Cooper Health System agreed to pay $625,000 to resolve claims of discrimination in both hiring and compensation at its teaching hospital and biomedical research facility in Camden, New Jersey. The OFCCP alleged that the company discriminated against 64 female, Black, and Hispanic applicants for nurse associate PRN positions. The OFCCP also alleged that the company discriminated against 337 female employees in supervisory, nursing, and clerical positions by paying them less than comparable male employees. The company agreed to discontinue use of the test it was using to select nurse associate PRNs and to revamp its hiring process (press release 11/21/22 and conciliation agreement signed 11/21/22).

Hospitality International agreed to pay $100,000 to compensate an employee it allegedly terminated for inquiring about their compensation. The company also agreed to update its policies and train all its employees on their pay transparency rights under Executive Order 11246, i.e., their rights to inquire about, discuss, or disclose their own pay or the pay of other employees or applicants (conciliation agreement signed 10/4/22).
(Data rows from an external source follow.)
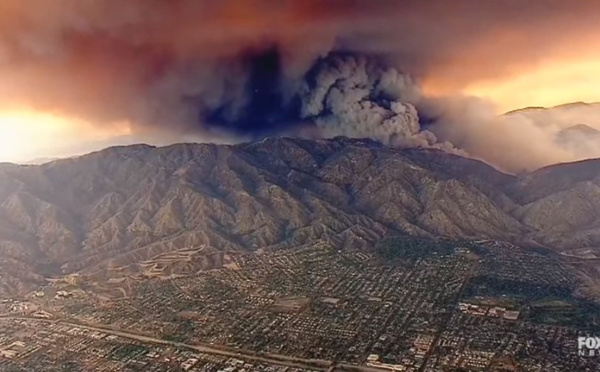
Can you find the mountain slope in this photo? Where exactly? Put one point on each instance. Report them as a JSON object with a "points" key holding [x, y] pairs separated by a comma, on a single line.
{"points": [[116, 211]]}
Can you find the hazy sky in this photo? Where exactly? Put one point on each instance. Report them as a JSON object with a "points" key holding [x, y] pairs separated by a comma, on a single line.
{"points": [[79, 74]]}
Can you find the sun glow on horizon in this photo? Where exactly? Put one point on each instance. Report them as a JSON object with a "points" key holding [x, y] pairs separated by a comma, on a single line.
{"points": [[26, 134], [547, 85]]}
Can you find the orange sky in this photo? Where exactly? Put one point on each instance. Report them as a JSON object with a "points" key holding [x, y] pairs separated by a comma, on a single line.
{"points": [[73, 69]]}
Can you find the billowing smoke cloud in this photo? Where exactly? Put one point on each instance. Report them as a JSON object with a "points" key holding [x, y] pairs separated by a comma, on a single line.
{"points": [[250, 68]]}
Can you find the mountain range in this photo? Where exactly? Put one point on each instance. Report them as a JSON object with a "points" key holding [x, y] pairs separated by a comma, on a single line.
{"points": [[115, 211]]}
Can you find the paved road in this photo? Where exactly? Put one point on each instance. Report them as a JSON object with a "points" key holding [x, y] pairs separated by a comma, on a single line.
{"points": [[278, 359]]}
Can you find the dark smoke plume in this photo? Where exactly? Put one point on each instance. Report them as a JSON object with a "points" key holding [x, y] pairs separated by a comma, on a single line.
{"points": [[250, 68]]}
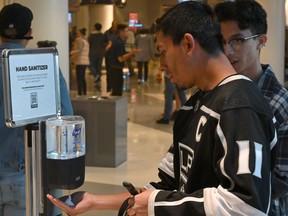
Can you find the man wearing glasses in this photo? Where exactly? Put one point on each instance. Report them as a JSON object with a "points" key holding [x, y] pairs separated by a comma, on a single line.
{"points": [[244, 28]]}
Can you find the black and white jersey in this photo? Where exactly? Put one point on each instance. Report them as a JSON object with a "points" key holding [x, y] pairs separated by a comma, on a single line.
{"points": [[222, 155]]}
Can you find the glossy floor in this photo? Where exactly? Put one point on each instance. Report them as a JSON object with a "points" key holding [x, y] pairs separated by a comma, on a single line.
{"points": [[147, 142]]}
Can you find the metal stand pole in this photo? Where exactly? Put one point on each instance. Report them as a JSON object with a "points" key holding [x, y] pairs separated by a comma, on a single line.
{"points": [[34, 191]]}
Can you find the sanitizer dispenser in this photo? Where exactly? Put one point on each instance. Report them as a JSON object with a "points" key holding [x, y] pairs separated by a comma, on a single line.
{"points": [[65, 153]]}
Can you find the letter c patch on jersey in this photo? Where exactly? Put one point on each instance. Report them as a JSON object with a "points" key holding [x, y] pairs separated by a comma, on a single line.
{"points": [[201, 123]]}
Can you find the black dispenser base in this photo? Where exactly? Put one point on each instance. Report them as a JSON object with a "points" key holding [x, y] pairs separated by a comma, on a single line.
{"points": [[65, 174]]}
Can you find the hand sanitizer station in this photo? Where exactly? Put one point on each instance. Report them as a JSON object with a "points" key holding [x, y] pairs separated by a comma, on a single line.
{"points": [[54, 144]]}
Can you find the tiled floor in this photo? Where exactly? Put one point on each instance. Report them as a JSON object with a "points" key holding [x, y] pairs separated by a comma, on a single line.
{"points": [[147, 141]]}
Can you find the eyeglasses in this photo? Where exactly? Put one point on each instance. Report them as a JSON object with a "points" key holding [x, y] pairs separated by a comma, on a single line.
{"points": [[236, 43]]}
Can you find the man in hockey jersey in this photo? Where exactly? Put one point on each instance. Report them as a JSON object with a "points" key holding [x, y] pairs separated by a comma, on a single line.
{"points": [[221, 159], [244, 29]]}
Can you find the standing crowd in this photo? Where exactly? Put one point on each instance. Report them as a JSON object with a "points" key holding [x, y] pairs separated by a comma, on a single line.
{"points": [[117, 46]]}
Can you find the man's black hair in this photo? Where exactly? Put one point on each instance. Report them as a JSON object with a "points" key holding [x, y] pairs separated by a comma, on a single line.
{"points": [[249, 14], [195, 18], [121, 27]]}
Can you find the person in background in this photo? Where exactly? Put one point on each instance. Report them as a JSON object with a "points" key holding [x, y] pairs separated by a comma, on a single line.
{"points": [[15, 33], [129, 45], [80, 57], [170, 90], [118, 58], [224, 139], [72, 36], [110, 35], [244, 29], [144, 43], [96, 52]]}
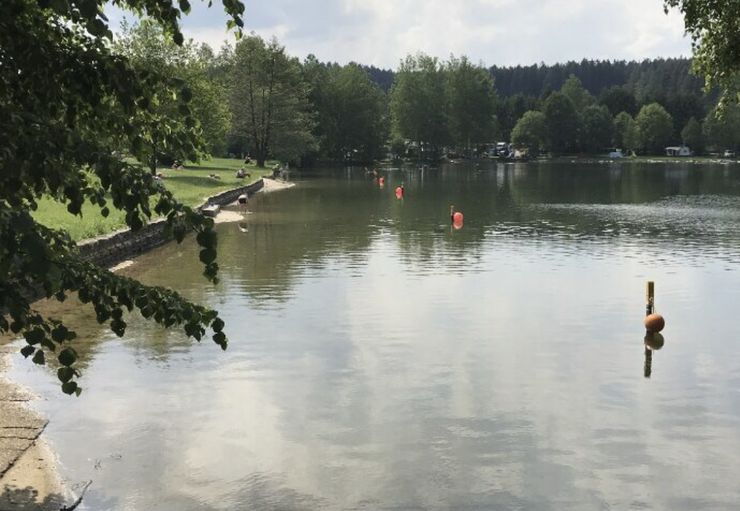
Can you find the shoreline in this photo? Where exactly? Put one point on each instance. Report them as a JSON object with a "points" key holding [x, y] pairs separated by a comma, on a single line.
{"points": [[28, 466], [29, 474]]}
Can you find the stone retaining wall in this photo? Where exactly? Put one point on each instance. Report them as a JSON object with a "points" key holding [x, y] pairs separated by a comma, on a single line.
{"points": [[111, 249]]}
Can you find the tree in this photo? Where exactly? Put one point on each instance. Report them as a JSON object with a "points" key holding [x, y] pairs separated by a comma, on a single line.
{"points": [[574, 90], [723, 130], [149, 49], [472, 102], [623, 124], [530, 132], [596, 128], [270, 100], [510, 110], [562, 123], [715, 31], [418, 102], [351, 111], [693, 136], [618, 99], [66, 104], [655, 128]]}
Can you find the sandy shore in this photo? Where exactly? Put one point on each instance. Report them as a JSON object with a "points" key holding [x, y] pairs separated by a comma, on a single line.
{"points": [[234, 215], [28, 475]]}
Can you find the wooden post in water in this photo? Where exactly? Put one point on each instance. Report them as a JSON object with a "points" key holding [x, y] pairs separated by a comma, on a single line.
{"points": [[649, 309]]}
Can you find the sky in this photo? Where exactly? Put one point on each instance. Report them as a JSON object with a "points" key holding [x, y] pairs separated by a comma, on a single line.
{"points": [[495, 32]]}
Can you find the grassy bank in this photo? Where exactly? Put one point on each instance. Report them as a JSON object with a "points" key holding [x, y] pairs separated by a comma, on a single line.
{"points": [[191, 186]]}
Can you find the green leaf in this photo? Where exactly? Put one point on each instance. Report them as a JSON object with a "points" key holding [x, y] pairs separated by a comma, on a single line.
{"points": [[186, 94], [34, 336], [39, 358], [70, 388], [217, 325], [208, 255], [65, 374]]}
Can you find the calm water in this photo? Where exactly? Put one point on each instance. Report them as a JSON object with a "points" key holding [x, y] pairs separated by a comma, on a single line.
{"points": [[379, 360]]}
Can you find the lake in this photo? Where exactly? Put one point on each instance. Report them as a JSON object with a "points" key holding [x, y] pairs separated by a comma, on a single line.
{"points": [[380, 359]]}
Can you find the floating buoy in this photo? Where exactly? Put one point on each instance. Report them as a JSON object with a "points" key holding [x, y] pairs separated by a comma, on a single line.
{"points": [[654, 322], [654, 341]]}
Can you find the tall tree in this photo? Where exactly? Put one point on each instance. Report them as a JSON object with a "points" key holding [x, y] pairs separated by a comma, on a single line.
{"points": [[270, 100], [351, 111], [623, 125], [511, 109], [66, 105], [715, 31], [149, 49], [562, 123], [574, 90], [419, 109], [596, 128], [693, 136], [722, 127], [472, 102], [655, 128], [530, 132], [618, 99]]}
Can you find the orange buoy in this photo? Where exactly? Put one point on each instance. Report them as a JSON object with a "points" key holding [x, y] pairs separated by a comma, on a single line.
{"points": [[654, 341], [654, 323]]}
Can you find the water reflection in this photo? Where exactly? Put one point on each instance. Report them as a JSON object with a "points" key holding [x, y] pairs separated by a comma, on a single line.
{"points": [[653, 342], [381, 360]]}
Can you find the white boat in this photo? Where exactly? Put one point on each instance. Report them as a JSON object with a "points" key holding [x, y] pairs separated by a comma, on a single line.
{"points": [[211, 210]]}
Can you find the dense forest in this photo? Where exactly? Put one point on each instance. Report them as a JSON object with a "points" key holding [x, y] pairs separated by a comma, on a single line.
{"points": [[255, 99]]}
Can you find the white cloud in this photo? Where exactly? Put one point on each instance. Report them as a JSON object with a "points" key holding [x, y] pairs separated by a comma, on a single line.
{"points": [[501, 32]]}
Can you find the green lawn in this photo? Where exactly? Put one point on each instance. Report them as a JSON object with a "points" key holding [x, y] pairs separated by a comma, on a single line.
{"points": [[191, 186]]}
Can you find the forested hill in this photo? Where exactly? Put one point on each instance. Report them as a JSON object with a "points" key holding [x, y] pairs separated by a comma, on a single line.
{"points": [[647, 80], [383, 77]]}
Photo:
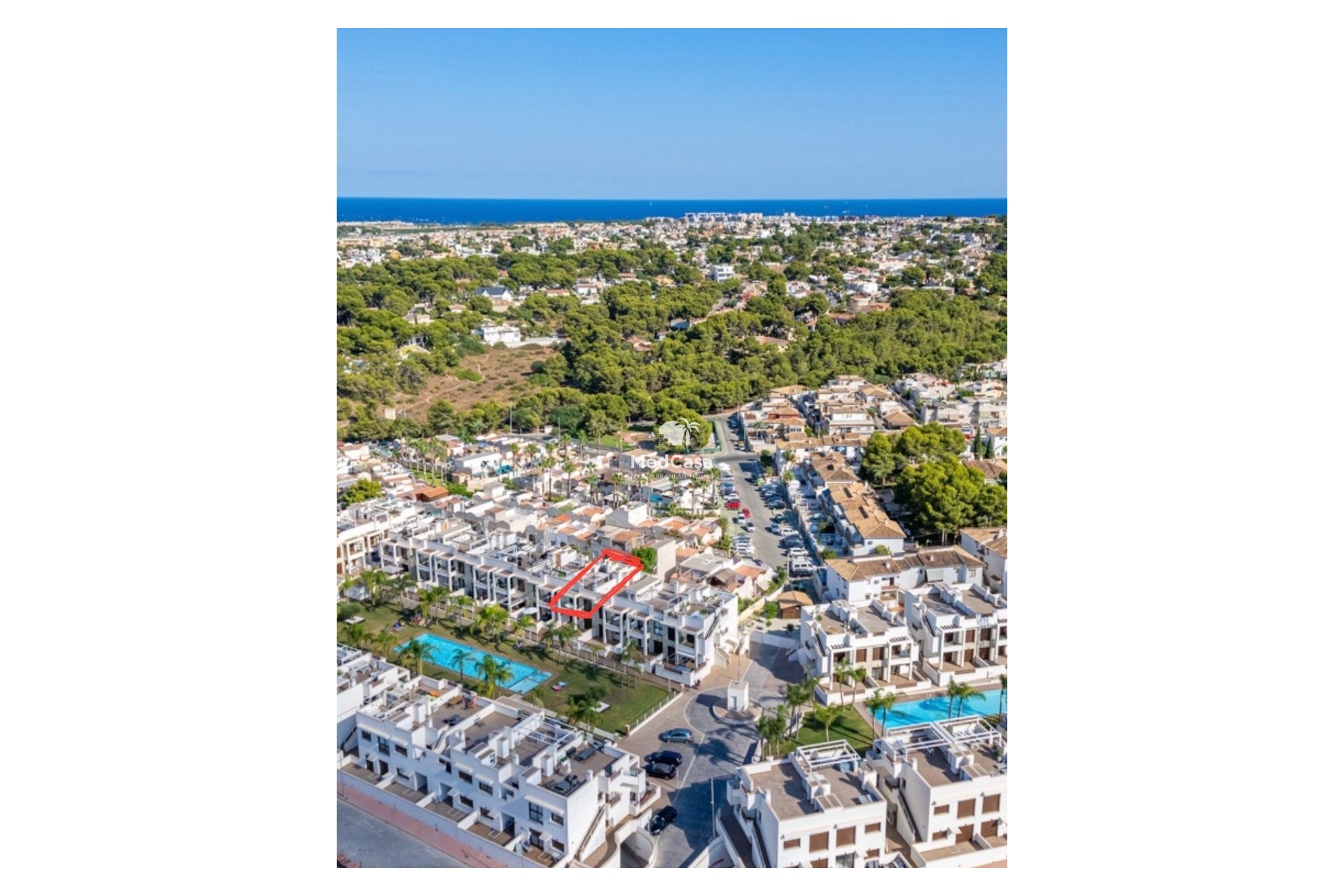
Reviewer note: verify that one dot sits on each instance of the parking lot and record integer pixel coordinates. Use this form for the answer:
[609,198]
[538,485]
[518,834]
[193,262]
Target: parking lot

LAZ Parking California LLC, agreed to pay $320,000 to resolve allegations of hiring discrimination at facilities in Los Angeles, Orange County, Riverside, and San Diego, California. The OFCCP alleged that the company discriminated against a total of 678 applicants (Black and/or female) on the basis of race and/or gender for valet, shuttle driver, and customer service representative positions. The company also agreed to extend job offers to 49 of the affected applicants as opportunities become available (press release 11/14/22 and conciliation agreement signed 11/8/22).

Tips: The OFCCP doesn’t receive many individual complaints, so the $100,000 award to the employee allegedly fired for inquiring about their pay was unusual, but it illustrates how expensive it can be to terminate a worker for exercising a protected right. There is a limited exception to this right, which generally obligates employees who have access to coworkers’ pay data as part of their essential job responsibilities to keep that information confidential. Companies with federal contracts or subcontracts worth $10,000 or more must display a pay transparency poster and incorporate the title and accompanying paragraph in employee handbooks. You may use the OFCCP’s sample poster (available here), but we suggest instead putting the required paragraph on company letterhead; you have no obligation to include the OFCCP’s contact information, which is on their sample poster.

Federal contractors aren’t the only companies subject to pay transparency restrictions. All employers in California, Oregon, and Washington are prohibited by state law from taking adverse action against workers who ask about or share pay information. If your employee handbook contains language stating that employees are obligated to keep their compensation confidential, ask your Vigilant Law Group employment attorney for advice on bringing it in line with any appliable law.

This website presents general information in nontechnical language. This information is not legal advice. Before applying this information to a specific management decision, consult legal counsel.